Shares in housebuilding companies were lifted on Monday after Theresa May said the government will plough a further £10bn into extending the Help to Buy scheme.

An extension to the scheme, which was launched by former Chancellor George Osborne to attempt to stimulate more housebuilding but has instead been found to increase demand and house prices, will be announced as part of the Budget on 22 November, the Prime Minister said on the opening day of the Conservative party conference, though without explaining the planned source of the funds.

The Help to Buy scheme provides government loans to enable people to buy a house with as little as a 5% deposit, with the government reclaiming its cash when the property is sold.

This £10m of additional funding is estimated to support the purchase of 135,000 homes and should underpin new build housing demand by a further four years through to either 2022 or 2025, according to different sector analysts.

An extension of the scheme, however, came in for criticism from other City analysts and property experts, and followed research this year that calculated 57% of those who signed up to the scheme could have afforded to buy without access to the scheme.

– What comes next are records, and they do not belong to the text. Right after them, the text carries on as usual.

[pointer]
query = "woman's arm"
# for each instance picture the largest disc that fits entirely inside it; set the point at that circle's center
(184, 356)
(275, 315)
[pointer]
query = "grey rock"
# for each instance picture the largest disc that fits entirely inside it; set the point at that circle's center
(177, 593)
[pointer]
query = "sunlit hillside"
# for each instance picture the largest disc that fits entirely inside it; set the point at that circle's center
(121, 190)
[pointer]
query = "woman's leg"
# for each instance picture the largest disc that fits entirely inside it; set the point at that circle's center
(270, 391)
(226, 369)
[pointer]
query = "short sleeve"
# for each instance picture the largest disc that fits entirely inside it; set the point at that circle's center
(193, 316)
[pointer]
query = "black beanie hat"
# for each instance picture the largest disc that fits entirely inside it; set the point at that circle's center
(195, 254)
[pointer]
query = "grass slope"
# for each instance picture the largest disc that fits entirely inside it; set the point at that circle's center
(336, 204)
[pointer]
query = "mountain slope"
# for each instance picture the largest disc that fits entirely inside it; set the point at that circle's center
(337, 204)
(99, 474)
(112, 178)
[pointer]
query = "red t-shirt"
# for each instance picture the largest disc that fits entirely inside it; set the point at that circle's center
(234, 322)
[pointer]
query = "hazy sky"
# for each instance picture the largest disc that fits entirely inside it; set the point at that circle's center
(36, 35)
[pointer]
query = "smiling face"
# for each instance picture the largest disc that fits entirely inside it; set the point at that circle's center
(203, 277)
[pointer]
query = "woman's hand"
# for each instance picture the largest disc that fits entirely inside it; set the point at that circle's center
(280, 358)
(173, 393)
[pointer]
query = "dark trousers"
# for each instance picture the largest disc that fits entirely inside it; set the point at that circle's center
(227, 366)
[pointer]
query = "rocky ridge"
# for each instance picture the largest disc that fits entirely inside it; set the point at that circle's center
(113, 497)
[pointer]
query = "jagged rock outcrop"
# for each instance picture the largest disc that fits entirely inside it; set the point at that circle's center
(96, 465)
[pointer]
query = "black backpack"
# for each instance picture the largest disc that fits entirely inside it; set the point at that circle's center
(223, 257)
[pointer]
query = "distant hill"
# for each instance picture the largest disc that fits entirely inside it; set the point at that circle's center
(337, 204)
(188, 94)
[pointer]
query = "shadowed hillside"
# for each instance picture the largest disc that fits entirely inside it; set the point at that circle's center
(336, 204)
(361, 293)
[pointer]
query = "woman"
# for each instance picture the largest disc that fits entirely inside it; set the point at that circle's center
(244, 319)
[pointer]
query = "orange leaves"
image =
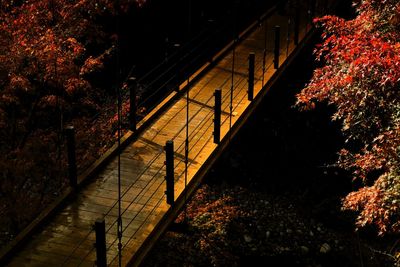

Broker N+1Singer noted that there had been comments around a possible cut to the upper value limit of £600,000 and maybe halving it.

A Help to Buy extension "will do nothing to increase the supply of housing", said free market thinktank the Adam Smith Institute, and will only serve to increase house prices.

Robin Hardy, an analyst at Shore Capital, said: "We strongly believe that this scheme is a major market distortion and how it really only benefits the house builders in allowing them to boost their profits and cash flows while failing to deliver the increase in housing output that the politicians want and the country needs.

"This is a demand stimulus that is naturally inflationary when what the country needs and what potential home owners want is supply stimulus."

If £10bn is added to the unutilised funds of £5.4bn at June 2017 at the £2.5bn-a-year current rate of use, the money will run out in the second quarter of 2022, Hardy said, or sooner if the rate of use continues to expand.

He also suggested that, with little substance over how the extension is being funded, it is possible that the government may be "raking over old coals and that there is not actually much new money being committed", though he felt it will almost certainly be taken positively by the sector.

Indeed it was, with Barratt Developments, Persimmon, Taylor Wimpey, Berkeley, Bovis, McCarthy & Stone, Bellway, Redrow and Crest Nicholson all racking up gains on Monday morning.

However, Chris Millington at Numis said with £2.1 of equity loans granted in 2016 and £1.36bn in the first half of 2017, the current run-rate suggested the additional funds "should extend the scheme by a further 4/5 years through to circa 2025".

Since the Help to Buy scheme was launched in April 2013 and June 2017, it has been used to aid the purchase of 134,558 new homes, with equity loans amounting to £6.7bn.

The mean purchase price of properties bought under the scheme was £240,530, and the mean equity loan was £49,963. Roughly 81% of the loans have been used by first-time-buyers.